Private companies will be subject to the same conditions starting Jan. 1, 2012.
Toronto lawyer David Lepofsky says rules requiring businesses and public bodies to be more accessible to people with disabilities are ultimately good for everyone. "This standard will help people of every ability gain equal access to customer services across the province," Community and Social Services Minister Madeleine Meilleur said in a statement. "Many businesses and organizations in Ontario have already made great strides to ensure their doors — and their services — are open to everyone. And I applaud these efforts."
Advocates, however, said they remain concerned that the rules don't have clear enforcement terms and aren't detailed enough.
"Generally speaking, people are optimistic that it will make a real difference, that currently differences are being noted in customer service," said Terrance Green, an Ottawa human rights lawyer and chairperson of Citizens With Disabilities – Ontario, a public-education organization.
"But without enforcement these standards mean nothing … and that's why the vote is still out as to how positive the standards will actually be."
"We are concerned that the standard doesn't go far enough," said David Lepofsky, the chair of the Accessibility for Ontarians with Disabilities Act Alliance. "It tells them to develop a policy, to develop their staff, certain principles, but it doesn't go into the details that we would like."
The government says enforcement methods will be detailed in a separate regulation, but so far it hasn't been implemented.
Barrier-free by 2025
The customer service regulations are the first of several accessibility standards the province is aiming to implement. Others, which are in various stages of development, deal with public transit, employment, the environment and access to information and communications. The government's stated goal is to make Ontario barrier-free for people with disabilities by 2025.
Lepofsky, a Toronto lawyer whose decade-long legal battle forced the city's public transit to announce subway and bus stops, said Ontarians with disabilities still face many kinds of barriers beyond the stereotype of the ramp-less restaurant or subway stop without an elevator.
"Some are informational," like websites that aren't designed to standards that allow people who are blind or have difficulties with text to access them with screen-reading software, he said. Others are communicational.
"It's been against the law to have these barriers for over a quarter of a century — it's in the Human Rights Code.

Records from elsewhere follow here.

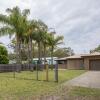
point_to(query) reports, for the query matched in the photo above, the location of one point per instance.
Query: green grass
(25, 84)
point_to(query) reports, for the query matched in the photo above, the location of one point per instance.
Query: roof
(80, 56)
(65, 58)
(74, 57)
(92, 54)
(47, 58)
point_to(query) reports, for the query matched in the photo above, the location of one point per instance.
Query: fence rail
(16, 67)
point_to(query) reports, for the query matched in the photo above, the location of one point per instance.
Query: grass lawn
(25, 84)
(82, 91)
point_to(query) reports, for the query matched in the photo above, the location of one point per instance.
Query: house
(49, 60)
(84, 61)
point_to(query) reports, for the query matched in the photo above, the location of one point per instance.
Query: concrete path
(89, 79)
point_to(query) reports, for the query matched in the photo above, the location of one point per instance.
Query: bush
(4, 59)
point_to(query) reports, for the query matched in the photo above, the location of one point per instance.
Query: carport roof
(92, 54)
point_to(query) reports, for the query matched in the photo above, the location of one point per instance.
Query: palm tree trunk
(18, 50)
(44, 55)
(52, 58)
(39, 51)
(31, 52)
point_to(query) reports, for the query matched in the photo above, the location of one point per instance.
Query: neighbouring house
(84, 61)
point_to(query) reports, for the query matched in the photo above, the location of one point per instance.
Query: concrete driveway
(89, 79)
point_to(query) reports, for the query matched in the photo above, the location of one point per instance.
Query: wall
(75, 64)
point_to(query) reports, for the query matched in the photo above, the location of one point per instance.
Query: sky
(77, 20)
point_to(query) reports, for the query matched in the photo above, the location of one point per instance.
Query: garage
(95, 64)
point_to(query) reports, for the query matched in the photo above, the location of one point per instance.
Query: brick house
(85, 61)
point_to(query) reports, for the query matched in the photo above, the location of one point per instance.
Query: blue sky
(77, 20)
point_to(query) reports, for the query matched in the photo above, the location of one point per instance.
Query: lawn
(24, 85)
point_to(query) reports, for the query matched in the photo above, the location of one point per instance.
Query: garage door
(95, 64)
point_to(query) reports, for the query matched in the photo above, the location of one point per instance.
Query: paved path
(89, 79)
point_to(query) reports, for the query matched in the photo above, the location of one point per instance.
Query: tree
(40, 35)
(14, 23)
(3, 55)
(53, 42)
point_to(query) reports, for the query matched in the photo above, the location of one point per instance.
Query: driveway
(89, 79)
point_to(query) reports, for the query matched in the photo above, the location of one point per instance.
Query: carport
(92, 61)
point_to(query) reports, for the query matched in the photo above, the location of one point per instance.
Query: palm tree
(53, 42)
(40, 35)
(14, 23)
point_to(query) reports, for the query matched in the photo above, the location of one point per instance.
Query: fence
(16, 67)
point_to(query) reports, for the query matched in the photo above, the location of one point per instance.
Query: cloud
(77, 20)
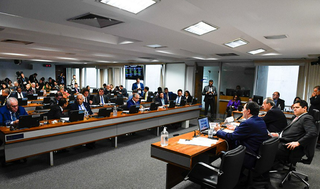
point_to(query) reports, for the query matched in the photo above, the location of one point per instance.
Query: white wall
(175, 77)
(9, 69)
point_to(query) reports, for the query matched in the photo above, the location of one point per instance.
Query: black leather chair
(226, 176)
(293, 160)
(265, 161)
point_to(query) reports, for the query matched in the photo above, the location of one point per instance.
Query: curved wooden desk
(48, 138)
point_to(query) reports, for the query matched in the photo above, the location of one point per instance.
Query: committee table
(181, 158)
(23, 143)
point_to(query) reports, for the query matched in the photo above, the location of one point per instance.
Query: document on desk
(199, 141)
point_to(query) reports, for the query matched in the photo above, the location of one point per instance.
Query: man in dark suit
(179, 97)
(209, 91)
(9, 114)
(315, 100)
(56, 111)
(298, 133)
(138, 86)
(277, 100)
(161, 100)
(250, 133)
(123, 91)
(100, 98)
(275, 119)
(134, 101)
(81, 105)
(147, 95)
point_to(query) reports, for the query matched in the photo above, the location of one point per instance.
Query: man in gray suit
(298, 134)
(209, 91)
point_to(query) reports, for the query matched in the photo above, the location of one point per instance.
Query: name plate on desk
(14, 137)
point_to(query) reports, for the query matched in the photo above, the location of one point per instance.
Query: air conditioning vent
(94, 20)
(227, 54)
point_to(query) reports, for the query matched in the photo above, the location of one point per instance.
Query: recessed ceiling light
(164, 52)
(126, 42)
(14, 54)
(133, 6)
(67, 58)
(236, 43)
(257, 51)
(200, 28)
(271, 54)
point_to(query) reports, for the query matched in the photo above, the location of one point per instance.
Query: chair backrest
(267, 155)
(231, 164)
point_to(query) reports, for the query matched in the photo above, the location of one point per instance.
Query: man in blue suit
(138, 86)
(250, 133)
(81, 105)
(9, 114)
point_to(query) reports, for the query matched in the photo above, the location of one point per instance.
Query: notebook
(203, 124)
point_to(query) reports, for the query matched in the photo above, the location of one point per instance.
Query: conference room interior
(35, 38)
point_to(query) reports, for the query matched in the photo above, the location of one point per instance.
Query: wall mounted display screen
(134, 72)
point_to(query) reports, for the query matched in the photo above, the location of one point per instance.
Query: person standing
(209, 91)
(315, 100)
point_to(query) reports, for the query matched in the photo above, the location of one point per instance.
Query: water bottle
(164, 137)
(115, 112)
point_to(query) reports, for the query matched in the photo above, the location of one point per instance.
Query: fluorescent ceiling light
(133, 6)
(67, 58)
(236, 43)
(256, 51)
(200, 28)
(126, 42)
(14, 54)
(164, 52)
(271, 54)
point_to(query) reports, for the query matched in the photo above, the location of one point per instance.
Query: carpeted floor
(128, 166)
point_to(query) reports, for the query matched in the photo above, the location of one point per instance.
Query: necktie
(101, 99)
(14, 117)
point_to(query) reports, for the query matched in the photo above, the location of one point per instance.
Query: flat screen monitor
(258, 99)
(230, 92)
(134, 72)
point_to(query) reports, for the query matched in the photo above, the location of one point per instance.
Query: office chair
(309, 152)
(265, 160)
(224, 177)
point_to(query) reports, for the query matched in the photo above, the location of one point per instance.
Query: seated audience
(233, 105)
(275, 119)
(9, 114)
(250, 133)
(56, 111)
(100, 98)
(81, 105)
(188, 97)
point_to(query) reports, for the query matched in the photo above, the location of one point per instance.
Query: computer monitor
(258, 99)
(230, 92)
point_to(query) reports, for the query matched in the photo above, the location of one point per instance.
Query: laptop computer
(28, 121)
(22, 101)
(204, 125)
(76, 115)
(104, 112)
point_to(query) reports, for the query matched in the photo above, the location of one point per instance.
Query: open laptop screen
(203, 123)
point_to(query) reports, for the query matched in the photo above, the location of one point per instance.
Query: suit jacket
(5, 114)
(209, 96)
(158, 101)
(75, 106)
(302, 130)
(135, 86)
(275, 120)
(131, 102)
(250, 133)
(55, 112)
(96, 99)
(315, 104)
(280, 103)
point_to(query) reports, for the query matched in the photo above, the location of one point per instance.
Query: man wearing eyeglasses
(9, 114)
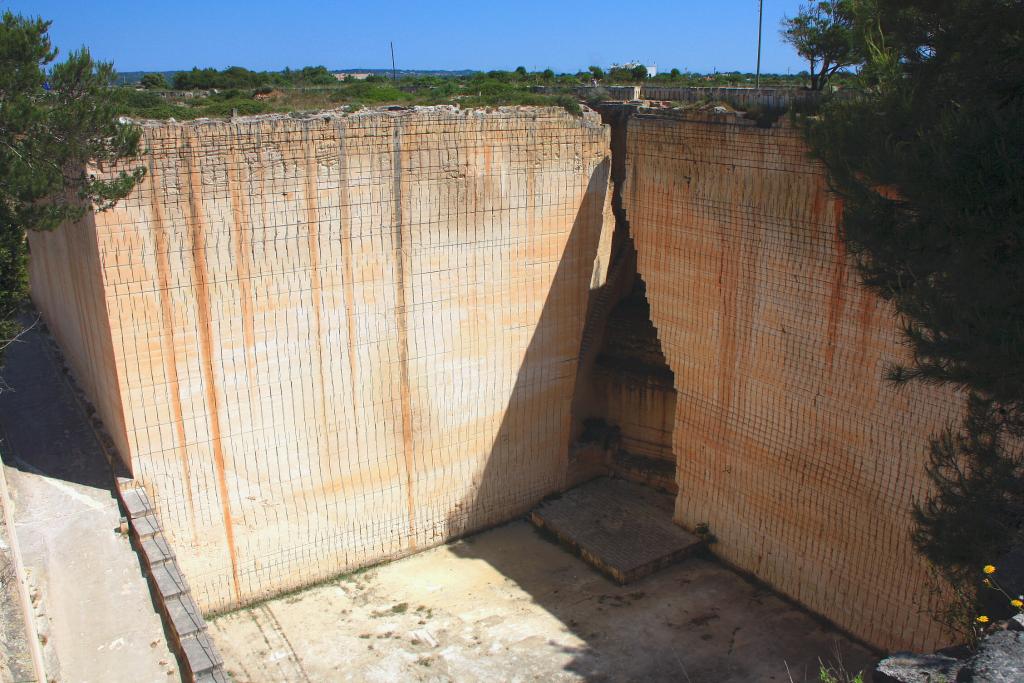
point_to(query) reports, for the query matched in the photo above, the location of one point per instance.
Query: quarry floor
(508, 604)
(92, 604)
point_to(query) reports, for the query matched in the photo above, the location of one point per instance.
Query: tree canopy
(930, 165)
(54, 120)
(822, 33)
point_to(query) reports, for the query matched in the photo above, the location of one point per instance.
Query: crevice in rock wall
(624, 408)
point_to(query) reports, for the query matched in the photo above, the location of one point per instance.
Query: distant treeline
(243, 79)
(240, 77)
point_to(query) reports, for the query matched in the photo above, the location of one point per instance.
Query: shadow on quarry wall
(532, 403)
(42, 426)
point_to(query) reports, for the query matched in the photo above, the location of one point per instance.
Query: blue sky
(157, 35)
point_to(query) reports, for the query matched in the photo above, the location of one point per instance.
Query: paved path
(101, 623)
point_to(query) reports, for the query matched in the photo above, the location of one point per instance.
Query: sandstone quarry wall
(325, 342)
(790, 443)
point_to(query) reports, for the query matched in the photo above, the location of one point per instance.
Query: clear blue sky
(158, 35)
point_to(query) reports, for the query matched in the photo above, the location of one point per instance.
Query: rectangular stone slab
(622, 528)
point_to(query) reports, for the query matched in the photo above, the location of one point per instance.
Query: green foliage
(239, 77)
(822, 33)
(930, 165)
(51, 125)
(154, 82)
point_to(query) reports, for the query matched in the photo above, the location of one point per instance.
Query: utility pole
(761, 8)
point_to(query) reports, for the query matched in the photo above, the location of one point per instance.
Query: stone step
(622, 528)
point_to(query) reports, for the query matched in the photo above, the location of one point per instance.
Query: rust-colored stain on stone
(262, 251)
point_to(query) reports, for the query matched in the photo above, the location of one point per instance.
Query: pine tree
(54, 120)
(930, 164)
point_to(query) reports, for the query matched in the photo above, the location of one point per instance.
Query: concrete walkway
(508, 605)
(98, 614)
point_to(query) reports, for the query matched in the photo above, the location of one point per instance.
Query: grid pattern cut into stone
(325, 342)
(623, 528)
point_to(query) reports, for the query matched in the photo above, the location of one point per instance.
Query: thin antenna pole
(761, 8)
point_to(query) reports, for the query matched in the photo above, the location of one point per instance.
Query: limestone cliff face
(790, 443)
(325, 342)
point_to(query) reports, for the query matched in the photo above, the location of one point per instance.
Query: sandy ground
(15, 658)
(99, 622)
(510, 605)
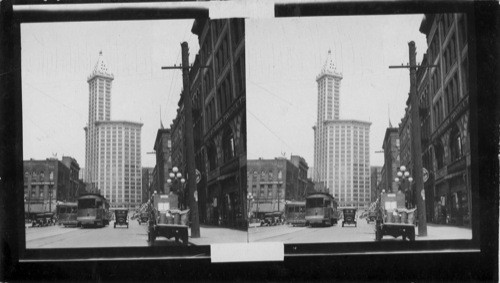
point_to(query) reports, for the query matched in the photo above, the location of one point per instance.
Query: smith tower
(328, 82)
(341, 147)
(113, 148)
(99, 110)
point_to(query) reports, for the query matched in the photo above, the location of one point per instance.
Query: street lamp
(175, 178)
(402, 176)
(249, 199)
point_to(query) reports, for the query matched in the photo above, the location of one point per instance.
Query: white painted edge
(247, 252)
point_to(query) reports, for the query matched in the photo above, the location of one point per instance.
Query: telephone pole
(416, 147)
(189, 142)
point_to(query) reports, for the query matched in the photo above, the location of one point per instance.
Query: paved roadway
(136, 235)
(73, 237)
(364, 232)
(288, 234)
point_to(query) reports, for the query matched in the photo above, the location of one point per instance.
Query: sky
(57, 58)
(284, 56)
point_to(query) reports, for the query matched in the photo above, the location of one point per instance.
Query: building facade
(375, 179)
(162, 148)
(113, 148)
(273, 182)
(147, 183)
(448, 106)
(48, 181)
(219, 122)
(341, 147)
(75, 184)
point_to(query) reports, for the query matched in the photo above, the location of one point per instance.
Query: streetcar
(93, 210)
(67, 213)
(321, 209)
(295, 213)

But that has not led to all the barriers being removed, because the way all those rights were enforced was you had to sue all the barriers one at a time."
Lepofsky gave an example of a relatively simple accessibility measure he uses all the time: Many, but not all, bank machines have a headphone jack so blind customers can operate them.
Removing these kinds of barriers, Lepofsky said, is about fundamental human rights, but it's also ultimately good for everyone, including business.
"They're all things that make a company or an organization serve a broader customer base. And in the case of employment, it opens them up to more employees, so it's in their business interest.... Any restaurant that doesn't accommodate people with disabilities is losing a lot of customers."
The government estimates that more than 1.8 million Ontarians have a disability, and the number is growing as the population ages.
That may be why so far, according to Green, businesses have been receptive to the new customer-service standards.
"Chambers of commerce across the province have been conducting workshops on how to implement effectively the customer service standards, as a good-for-the-bottom-line type approach, and because of that, particularly in the small business sector, customer service has improved."
Ultimately, the new standards are about crafting a more just society for all, Lepofsky said.
"Disability comes with age, so it affects all of us. This helps everyone."